Projeto cria marco legal para ferrovias de cargas e passageiros no Maranhão

Por Maria Clara Monteiro | 04/01/2026

Tramita na Assembleia Legislativa do Maranhão um projeto de lei que cria um marco legal estadual para o transporte ferroviário de cargas e passageiros. A proposta estabelece regras para o uso da infraestrutura ferroviária, define modelos de exploração e organiza o setor no âmbito do Maranhão.

O projeto é de autoria do deputado Neto Evangelista (União Brasil) e institui o Subsistema Ferroviário do Estado do Maranhão (SFE/MA), alinhado às diretrizes do Sistema Nacional de Viação e à legislação federal que trata do regime de autorizações ferroviárias.

Pelo texto, o subsistema passa a reunir ferrovias existentes e planejadas, além de pátios, terminais, oficinas e demais estruturas sob competência estadual. A intenção, de acordo com o parlamentar, é dar segurança jurídica aos investimentos, estimular a expansão da malha ferroviária e integrar o modal a rodovias, portos e hidrovias.

Deputado estadual Neto Evangelista (União Brasil) é o autor da proposta. Foto: Reprodução / Alema.

Cargas, passageiros e integração logística

O projeto prevê que as ferrovias poderão operar no transporte de cargas, de passageiros ou de forma mista. Entre os objetivos estão a redução de custos logísticos, o aumento da competitividade da produção maranhense, a diminuição da pressão sobre as rodovias e a melhoria da eficiência energética do sistema de transporte.

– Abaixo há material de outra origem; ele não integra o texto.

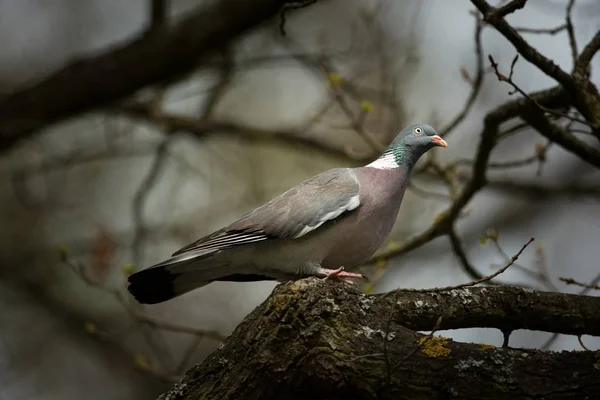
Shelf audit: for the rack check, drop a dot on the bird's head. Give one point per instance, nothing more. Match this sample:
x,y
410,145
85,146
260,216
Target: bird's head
x,y
408,146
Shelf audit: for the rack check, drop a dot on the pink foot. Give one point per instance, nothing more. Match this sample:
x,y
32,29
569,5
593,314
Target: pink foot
x,y
340,274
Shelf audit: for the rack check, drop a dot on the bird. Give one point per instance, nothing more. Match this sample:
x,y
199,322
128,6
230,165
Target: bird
x,y
326,227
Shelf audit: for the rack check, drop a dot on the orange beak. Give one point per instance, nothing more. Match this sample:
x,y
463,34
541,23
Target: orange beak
x,y
439,141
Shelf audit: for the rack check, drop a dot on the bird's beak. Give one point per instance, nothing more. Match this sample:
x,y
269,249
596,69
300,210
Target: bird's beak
x,y
439,141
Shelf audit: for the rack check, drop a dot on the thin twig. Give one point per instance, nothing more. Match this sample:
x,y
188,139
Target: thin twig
x,y
483,279
571,281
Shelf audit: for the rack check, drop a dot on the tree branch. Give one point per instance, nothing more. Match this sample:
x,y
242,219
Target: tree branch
x,y
167,53
313,339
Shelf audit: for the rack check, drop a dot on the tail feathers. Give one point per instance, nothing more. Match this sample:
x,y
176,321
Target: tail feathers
x,y
174,277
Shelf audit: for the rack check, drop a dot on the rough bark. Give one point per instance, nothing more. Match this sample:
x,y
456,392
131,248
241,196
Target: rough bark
x,y
323,340
166,53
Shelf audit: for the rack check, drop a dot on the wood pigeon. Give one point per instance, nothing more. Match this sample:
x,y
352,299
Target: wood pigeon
x,y
324,226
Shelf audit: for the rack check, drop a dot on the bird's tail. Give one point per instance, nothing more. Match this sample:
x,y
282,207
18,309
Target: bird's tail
x,y
174,277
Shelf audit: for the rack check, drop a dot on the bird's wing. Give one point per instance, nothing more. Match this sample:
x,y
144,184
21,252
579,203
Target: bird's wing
x,y
293,214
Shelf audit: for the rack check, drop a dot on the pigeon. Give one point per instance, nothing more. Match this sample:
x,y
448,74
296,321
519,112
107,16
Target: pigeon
x,y
326,226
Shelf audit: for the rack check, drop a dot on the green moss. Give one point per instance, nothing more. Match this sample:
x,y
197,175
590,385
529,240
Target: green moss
x,y
434,346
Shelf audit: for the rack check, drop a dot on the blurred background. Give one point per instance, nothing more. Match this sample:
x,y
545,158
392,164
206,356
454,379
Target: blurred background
x,y
89,200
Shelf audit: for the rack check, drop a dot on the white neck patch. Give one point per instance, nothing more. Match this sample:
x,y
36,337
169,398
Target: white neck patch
x,y
387,161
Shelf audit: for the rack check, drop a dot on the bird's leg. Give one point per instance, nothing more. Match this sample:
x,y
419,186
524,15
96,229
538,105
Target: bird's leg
x,y
340,274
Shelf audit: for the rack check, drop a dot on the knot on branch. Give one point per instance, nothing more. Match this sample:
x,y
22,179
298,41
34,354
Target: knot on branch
x,y
319,339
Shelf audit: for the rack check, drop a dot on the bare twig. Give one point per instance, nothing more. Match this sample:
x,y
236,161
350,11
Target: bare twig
x,y
486,278
475,84
581,343
571,31
542,31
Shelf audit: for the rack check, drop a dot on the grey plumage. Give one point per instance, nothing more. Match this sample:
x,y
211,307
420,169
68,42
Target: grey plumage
x,y
338,218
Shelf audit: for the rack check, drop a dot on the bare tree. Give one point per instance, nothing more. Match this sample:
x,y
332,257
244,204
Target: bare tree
x,y
310,338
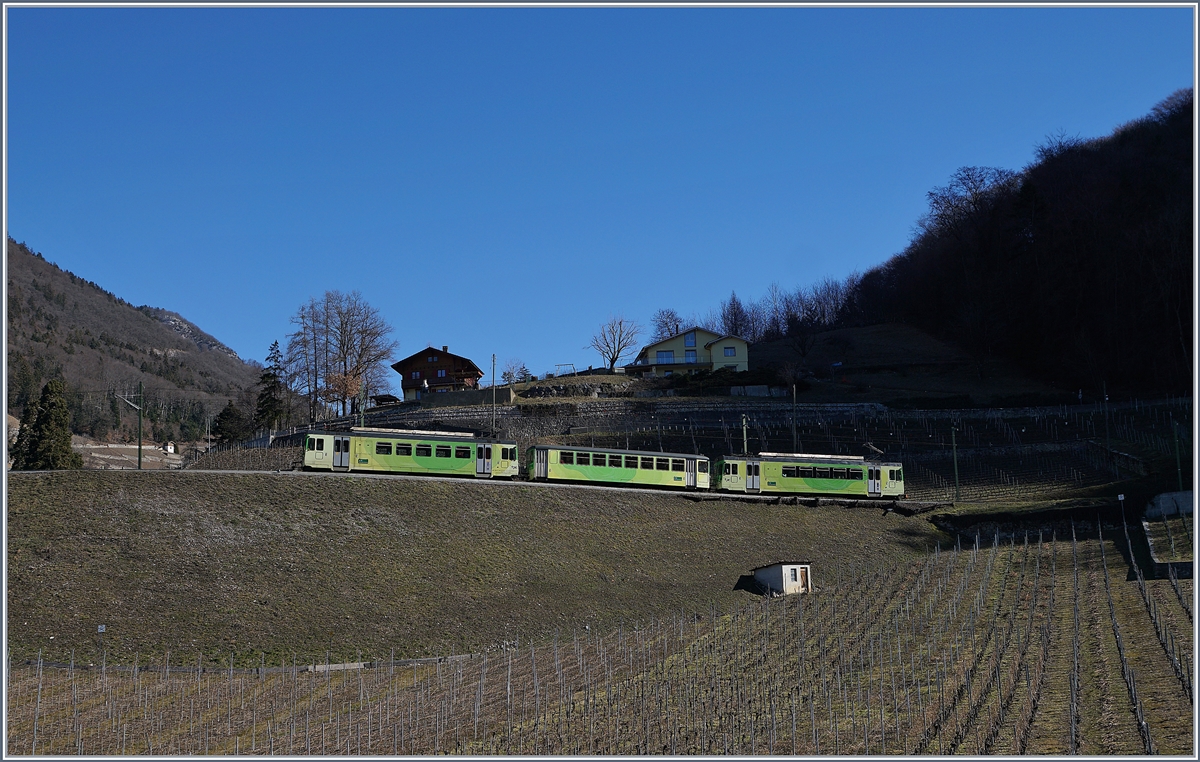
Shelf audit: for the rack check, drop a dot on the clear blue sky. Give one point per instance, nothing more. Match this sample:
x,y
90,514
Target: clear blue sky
x,y
502,180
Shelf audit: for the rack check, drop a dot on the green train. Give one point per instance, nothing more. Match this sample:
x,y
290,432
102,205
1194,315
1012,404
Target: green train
x,y
634,468
393,451
796,473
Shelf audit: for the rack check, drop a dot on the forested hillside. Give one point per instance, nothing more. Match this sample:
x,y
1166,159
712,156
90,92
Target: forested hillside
x,y
60,324
1078,268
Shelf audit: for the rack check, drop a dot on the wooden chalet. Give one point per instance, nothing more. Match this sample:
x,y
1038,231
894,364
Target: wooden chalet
x,y
433,370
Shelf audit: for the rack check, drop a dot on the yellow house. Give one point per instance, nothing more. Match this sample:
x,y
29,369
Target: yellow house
x,y
690,351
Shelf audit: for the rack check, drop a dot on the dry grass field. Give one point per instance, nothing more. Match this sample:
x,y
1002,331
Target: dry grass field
x,y
203,565
1007,646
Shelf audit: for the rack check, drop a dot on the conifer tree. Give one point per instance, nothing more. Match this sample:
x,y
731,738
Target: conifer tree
x,y
270,409
45,439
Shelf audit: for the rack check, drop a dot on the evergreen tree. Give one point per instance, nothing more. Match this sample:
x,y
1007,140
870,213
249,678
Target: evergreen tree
x,y
270,409
45,438
231,424
23,449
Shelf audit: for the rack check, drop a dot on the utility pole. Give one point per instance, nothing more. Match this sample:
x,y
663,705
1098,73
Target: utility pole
x,y
1179,468
954,451
793,419
138,408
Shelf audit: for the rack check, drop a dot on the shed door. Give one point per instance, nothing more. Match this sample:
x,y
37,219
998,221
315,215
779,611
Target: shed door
x,y
341,451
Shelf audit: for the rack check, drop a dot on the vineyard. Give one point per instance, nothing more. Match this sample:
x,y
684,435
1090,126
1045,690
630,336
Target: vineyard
x,y
1035,643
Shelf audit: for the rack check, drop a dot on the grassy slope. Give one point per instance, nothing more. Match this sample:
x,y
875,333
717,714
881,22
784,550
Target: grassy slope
x,y
213,563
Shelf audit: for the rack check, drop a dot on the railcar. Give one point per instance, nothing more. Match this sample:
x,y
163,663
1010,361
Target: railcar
x,y
394,451
797,473
634,468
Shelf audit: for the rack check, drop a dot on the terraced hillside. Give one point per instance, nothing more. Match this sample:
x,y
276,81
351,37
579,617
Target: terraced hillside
x,y
209,564
1030,645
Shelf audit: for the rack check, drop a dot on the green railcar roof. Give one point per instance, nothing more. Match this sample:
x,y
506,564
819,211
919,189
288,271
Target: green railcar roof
x,y
611,451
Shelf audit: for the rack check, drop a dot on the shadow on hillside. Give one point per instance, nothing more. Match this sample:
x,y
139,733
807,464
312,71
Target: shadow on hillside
x,y
747,582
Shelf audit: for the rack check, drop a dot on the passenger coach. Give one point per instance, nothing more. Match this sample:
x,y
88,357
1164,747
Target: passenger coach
x,y
617,467
391,451
809,474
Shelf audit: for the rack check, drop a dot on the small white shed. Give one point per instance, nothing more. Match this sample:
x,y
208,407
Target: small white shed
x,y
785,577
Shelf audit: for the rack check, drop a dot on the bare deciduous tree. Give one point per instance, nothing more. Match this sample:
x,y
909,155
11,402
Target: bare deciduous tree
x,y
665,323
616,339
339,351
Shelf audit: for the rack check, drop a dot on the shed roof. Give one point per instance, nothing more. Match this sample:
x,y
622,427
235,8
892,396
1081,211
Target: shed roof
x,y
784,563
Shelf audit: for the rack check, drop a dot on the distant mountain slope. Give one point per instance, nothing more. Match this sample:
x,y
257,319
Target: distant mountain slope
x,y
59,322
1079,269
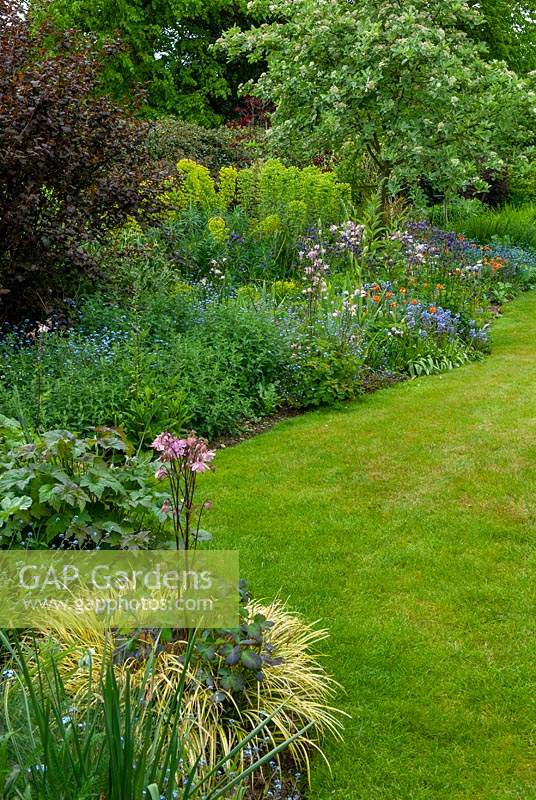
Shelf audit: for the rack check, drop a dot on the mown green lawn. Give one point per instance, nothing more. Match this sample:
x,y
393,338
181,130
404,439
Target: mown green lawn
x,y
406,522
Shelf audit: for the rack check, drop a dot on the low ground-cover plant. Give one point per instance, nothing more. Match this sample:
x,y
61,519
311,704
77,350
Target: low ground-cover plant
x,y
62,491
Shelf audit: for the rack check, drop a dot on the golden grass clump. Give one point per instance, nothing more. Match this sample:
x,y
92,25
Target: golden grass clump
x,y
299,686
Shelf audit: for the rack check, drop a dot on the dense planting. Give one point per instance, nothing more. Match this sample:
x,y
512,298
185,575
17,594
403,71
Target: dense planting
x,y
361,220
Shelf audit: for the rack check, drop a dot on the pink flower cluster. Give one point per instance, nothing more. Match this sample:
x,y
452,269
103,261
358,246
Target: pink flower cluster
x,y
193,452
316,271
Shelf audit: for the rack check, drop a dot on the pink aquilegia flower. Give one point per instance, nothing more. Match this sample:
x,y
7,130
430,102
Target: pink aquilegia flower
x,y
180,462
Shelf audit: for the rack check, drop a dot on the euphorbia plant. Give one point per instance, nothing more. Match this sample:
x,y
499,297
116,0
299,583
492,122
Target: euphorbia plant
x,y
181,460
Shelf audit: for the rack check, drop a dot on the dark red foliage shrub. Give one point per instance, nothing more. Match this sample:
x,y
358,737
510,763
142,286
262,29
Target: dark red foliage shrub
x,y
70,161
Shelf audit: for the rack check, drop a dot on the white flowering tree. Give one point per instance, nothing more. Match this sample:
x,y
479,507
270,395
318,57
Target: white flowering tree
x,y
398,81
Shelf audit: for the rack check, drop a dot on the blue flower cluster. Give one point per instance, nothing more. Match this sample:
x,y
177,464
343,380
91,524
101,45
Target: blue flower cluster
x,y
440,321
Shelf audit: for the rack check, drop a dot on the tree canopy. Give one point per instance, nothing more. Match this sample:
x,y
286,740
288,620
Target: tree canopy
x,y
168,51
407,84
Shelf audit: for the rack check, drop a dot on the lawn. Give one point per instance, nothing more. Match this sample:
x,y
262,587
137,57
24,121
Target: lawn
x,y
405,523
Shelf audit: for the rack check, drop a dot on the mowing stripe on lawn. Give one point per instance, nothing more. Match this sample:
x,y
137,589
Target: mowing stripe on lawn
x,y
406,523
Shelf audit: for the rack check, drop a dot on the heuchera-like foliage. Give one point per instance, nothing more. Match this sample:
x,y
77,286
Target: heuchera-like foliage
x,y
70,164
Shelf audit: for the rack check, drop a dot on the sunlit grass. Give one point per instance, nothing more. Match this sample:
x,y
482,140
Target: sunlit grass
x,y
515,224
406,523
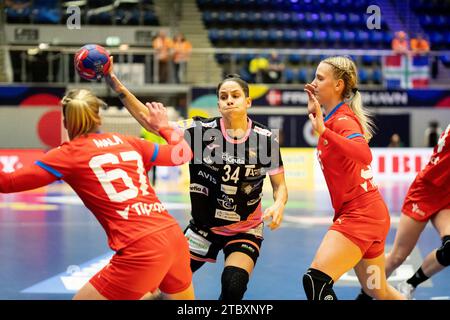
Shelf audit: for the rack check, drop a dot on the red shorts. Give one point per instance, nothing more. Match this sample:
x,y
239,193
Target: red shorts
x,y
424,200
158,260
365,225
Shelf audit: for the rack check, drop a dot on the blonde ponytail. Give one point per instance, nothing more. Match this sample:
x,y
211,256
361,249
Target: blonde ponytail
x,y
81,112
344,68
363,115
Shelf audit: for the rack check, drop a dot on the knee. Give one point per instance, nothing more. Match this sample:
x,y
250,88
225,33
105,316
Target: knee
x,y
234,283
443,253
318,285
395,259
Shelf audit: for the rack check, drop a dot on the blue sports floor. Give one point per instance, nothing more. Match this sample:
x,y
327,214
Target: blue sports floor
x,y
50,245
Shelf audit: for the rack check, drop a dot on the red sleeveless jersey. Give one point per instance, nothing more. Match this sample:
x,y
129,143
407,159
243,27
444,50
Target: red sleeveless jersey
x,y
345,158
108,171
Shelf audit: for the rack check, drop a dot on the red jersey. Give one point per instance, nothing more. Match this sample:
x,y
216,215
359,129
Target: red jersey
x,y
345,158
108,171
437,171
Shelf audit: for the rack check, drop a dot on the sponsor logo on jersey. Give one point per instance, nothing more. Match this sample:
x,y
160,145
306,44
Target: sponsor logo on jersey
x,y
212,146
207,176
198,188
208,160
145,208
212,124
252,154
254,201
213,168
107,142
251,171
231,159
231,190
257,231
227,215
417,210
227,203
247,247
247,188
197,244
262,131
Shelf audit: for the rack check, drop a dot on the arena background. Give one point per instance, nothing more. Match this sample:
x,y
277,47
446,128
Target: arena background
x,y
51,233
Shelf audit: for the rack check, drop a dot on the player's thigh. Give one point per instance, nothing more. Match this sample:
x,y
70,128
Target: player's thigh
x,y
441,221
336,255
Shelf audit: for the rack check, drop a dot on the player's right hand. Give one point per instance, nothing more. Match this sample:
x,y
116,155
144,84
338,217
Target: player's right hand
x,y
157,117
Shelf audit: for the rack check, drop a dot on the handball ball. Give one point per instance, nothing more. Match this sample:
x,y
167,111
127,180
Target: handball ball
x,y
92,62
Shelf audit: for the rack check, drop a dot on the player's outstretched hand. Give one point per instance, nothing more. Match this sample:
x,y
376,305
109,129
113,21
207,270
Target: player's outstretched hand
x,y
156,118
111,79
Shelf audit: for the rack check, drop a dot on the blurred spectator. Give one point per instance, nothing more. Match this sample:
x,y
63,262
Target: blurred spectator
x,y
432,134
163,46
275,69
17,4
258,67
419,45
400,43
182,49
395,142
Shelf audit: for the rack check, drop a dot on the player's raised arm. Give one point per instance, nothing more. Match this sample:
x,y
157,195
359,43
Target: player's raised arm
x,y
129,100
27,178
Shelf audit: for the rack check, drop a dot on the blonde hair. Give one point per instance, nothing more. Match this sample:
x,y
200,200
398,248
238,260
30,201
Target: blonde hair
x,y
81,112
344,68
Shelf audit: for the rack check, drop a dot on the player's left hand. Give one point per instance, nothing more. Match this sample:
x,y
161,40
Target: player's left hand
x,y
276,212
111,79
315,111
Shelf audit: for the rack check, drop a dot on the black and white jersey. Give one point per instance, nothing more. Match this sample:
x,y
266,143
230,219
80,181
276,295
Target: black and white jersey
x,y
226,175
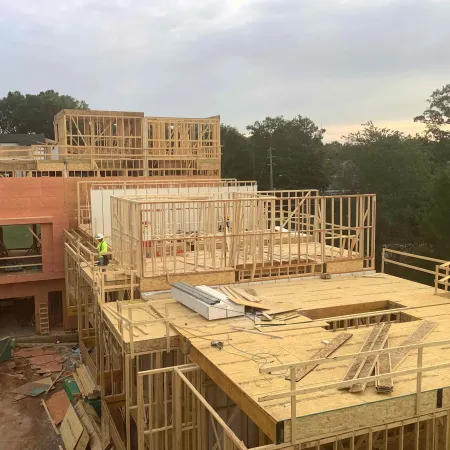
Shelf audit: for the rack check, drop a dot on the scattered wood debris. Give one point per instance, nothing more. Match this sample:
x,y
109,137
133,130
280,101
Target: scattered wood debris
x,y
85,382
90,425
356,365
57,406
384,365
72,431
370,361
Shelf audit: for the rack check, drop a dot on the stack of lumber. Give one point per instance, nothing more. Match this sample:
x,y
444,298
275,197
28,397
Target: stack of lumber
x,y
85,382
326,351
384,363
246,297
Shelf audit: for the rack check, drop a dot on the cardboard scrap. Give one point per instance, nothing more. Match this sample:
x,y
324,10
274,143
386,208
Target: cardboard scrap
x,y
37,351
57,405
72,431
53,367
34,388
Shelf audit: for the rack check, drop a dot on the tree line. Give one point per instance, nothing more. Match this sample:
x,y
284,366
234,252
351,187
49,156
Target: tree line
x,y
409,174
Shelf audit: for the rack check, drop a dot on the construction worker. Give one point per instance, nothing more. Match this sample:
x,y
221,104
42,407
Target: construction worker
x,y
102,249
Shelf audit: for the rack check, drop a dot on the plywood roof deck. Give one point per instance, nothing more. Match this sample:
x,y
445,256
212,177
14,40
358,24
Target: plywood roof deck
x,y
238,364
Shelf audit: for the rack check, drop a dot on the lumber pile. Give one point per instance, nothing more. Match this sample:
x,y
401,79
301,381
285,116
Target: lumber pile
x,y
81,428
326,351
384,365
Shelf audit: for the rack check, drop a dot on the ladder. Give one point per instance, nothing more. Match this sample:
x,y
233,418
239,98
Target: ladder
x,y
44,325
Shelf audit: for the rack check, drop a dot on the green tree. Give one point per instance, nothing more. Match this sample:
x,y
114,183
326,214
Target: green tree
x,y
437,115
298,150
436,224
236,154
32,113
398,170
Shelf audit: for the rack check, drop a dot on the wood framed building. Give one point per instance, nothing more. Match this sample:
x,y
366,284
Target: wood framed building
x,y
164,385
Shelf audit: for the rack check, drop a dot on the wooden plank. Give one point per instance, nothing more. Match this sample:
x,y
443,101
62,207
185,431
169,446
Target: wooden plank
x,y
73,434
384,365
326,351
417,336
49,417
370,361
357,363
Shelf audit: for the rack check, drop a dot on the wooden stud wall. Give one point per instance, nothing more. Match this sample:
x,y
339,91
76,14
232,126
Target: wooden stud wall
x,y
267,235
84,189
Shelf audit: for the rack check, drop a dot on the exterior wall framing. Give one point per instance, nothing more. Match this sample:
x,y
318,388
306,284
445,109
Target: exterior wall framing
x,y
264,236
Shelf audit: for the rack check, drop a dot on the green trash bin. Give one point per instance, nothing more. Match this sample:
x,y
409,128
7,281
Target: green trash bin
x,y
6,346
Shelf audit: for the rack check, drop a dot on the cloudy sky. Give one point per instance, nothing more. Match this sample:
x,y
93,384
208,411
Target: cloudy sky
x,y
339,62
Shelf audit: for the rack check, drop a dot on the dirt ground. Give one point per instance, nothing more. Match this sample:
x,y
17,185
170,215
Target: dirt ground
x,y
24,424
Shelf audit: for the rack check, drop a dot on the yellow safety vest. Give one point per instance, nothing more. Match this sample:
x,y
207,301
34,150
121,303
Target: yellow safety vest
x,y
102,247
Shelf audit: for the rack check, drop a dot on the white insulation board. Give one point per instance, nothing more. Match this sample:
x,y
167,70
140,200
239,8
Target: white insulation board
x,y
101,200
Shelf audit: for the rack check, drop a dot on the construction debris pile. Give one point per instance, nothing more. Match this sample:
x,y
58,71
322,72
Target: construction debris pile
x,y
74,410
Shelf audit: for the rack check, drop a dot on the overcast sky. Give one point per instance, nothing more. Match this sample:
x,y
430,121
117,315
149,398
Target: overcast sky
x,y
339,62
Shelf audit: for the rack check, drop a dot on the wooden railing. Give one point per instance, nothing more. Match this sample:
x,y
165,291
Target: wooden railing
x,y
172,413
20,264
294,393
441,271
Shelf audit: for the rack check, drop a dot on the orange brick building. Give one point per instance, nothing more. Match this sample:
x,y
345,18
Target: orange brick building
x,y
38,196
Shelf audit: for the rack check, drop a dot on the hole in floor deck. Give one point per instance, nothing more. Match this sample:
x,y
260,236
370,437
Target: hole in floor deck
x,y
364,314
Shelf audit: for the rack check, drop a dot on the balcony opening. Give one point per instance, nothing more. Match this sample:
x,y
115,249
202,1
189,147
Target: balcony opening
x,y
20,249
343,317
17,316
55,309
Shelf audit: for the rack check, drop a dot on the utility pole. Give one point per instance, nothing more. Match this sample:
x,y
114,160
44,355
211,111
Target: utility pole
x,y
271,168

A proposta também incorpora princípios de sustentabilidade ambiental, ao reconhecer o transporte ferroviário como alternativa menos poluente em comparação ao modal rodoviário.

Exploração pública e privada

O texto define que a exploração das ferrovias poderá ocorrer diretamente pelo Estado ou de forma indireta, por meio de autorizações, concessões ou parcerias público-privadas. No regime privado, empresas autorizadas poderão implantar e operar trechos ferroviários por sua conta e risco, com liberdade tarifária.

Já no regime público, a exploração dependerá de licitação, e os bens deverão reverter ao Estado ao final dos contratos. O projeto prevê ainda mecanismos para evitar práticas anticompetitivas e garantir o acesso à infraestrutura por outros operadores, mediante remuneração.

Investimentos

Os investimentos na implantação, ampliação ou modernização das ferrovias deverão ser, em regra, realizados pelas empresas autorizadas ou concessionárias. Em situações específicas, o Estado poderá aportar recursos, desde que comprovado o interesse público.

A proposta admite, ainda, o uso de créditos de ICMS como instrumento de financiamento, observados critérios de responsabilidade fiscal e transparência.

O que muda na prática

Se o projeto for aprovado, o Maranhão passará a ter regras próprias para organizar e expandir o transporte ferroviário. Na prática, a proposta:

– cria um marco legal estadual para ferrovias de cargas e passageiros;
– define como a infraestrutura ferroviária poderá ser explorada pelo poder público ou pela iniciativa privada;
– permite a implantação de novos trechos ferroviários por autorizações, concessões ou parcerias;
– estimula a integração das ferrovias com rodovias, portos e hidrovias;
– busca dar segurança jurídica a investidores interessados em projetos ferroviários no estado.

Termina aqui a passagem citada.